Usecase #1: Summarizing long emails
The client (A popular corporate learning solutions provider) wished to condense a set of verbose emails (~3500 words per email) into a few sentences (~50 words) that conveyed the most important points thereby picking the essence of the email. The most important aspect of the summary was to not miss the call-to-actions in the emails. PhrazIt’s ability to render summaries in accordance to the context of the document (here email) aided tremendously by not only generating a contextualized summary that is a precise representation of the email, but also one that ranks the action items(important pieces of the email) in accordance with their ‘thematic relevance’.

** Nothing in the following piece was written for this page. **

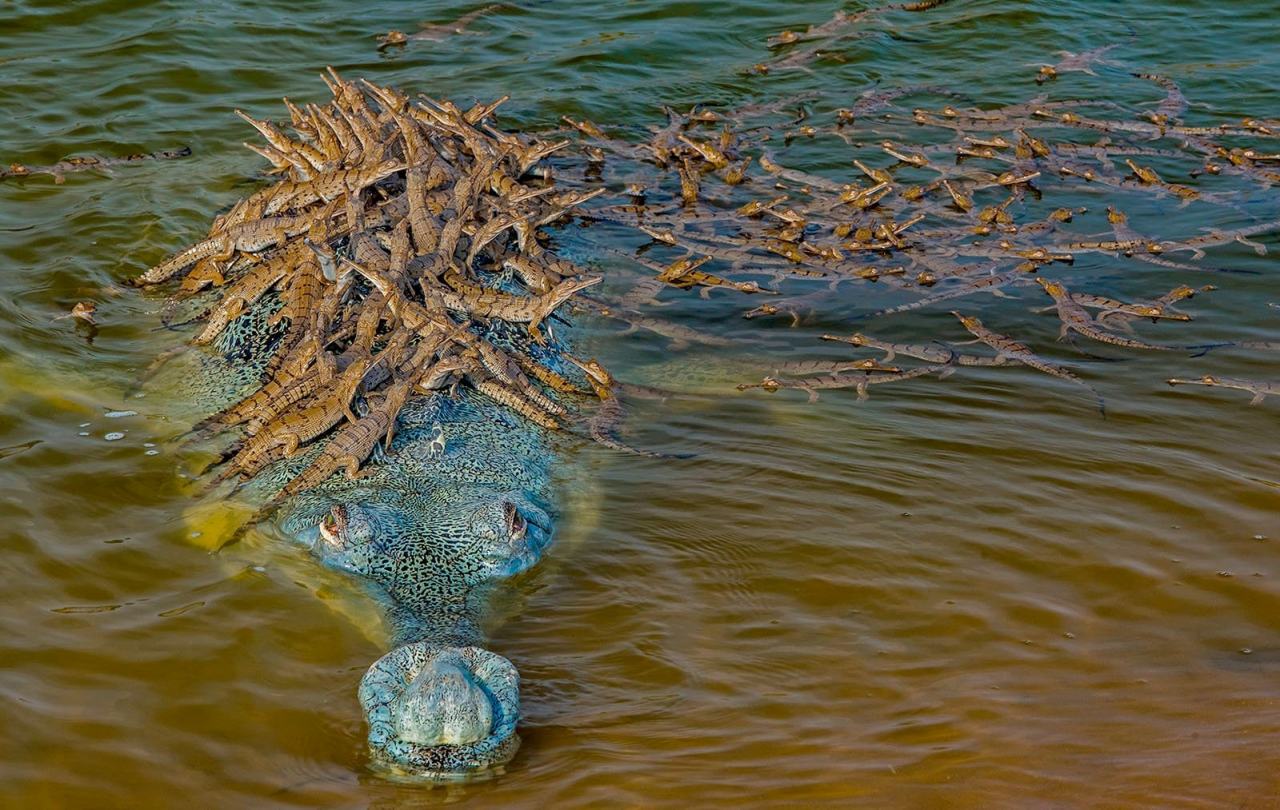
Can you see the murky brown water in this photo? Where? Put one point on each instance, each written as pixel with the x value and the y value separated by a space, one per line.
pixel 959 594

Usecase #2 : Integrating into partner workflow
The client (A popular Q&A site) wanted to highlight and pick thematically relevant text snippets from a wordy answer. PhrazIt was successfully integrated into the client’s workflow with PhrazIt and Watson’s Retrieve and Rank offering providing a comprehensive solution that granted the ability to quickly skim over the answers to their queries.
Future Work :
Evaluating summaries (be it automatically or manually) continues to be a difficult task. The main problem in the evaluation comes from the impossibility of building a standard against which the results of a system can be compared given that the nature of a summary is so subjective. Content choice is not a settled problem. People are completely different and subjective authors would possibly select completely different sentences. As a result, it is imperative that we continue to develop frameworks that are focussed at bringing order to texts.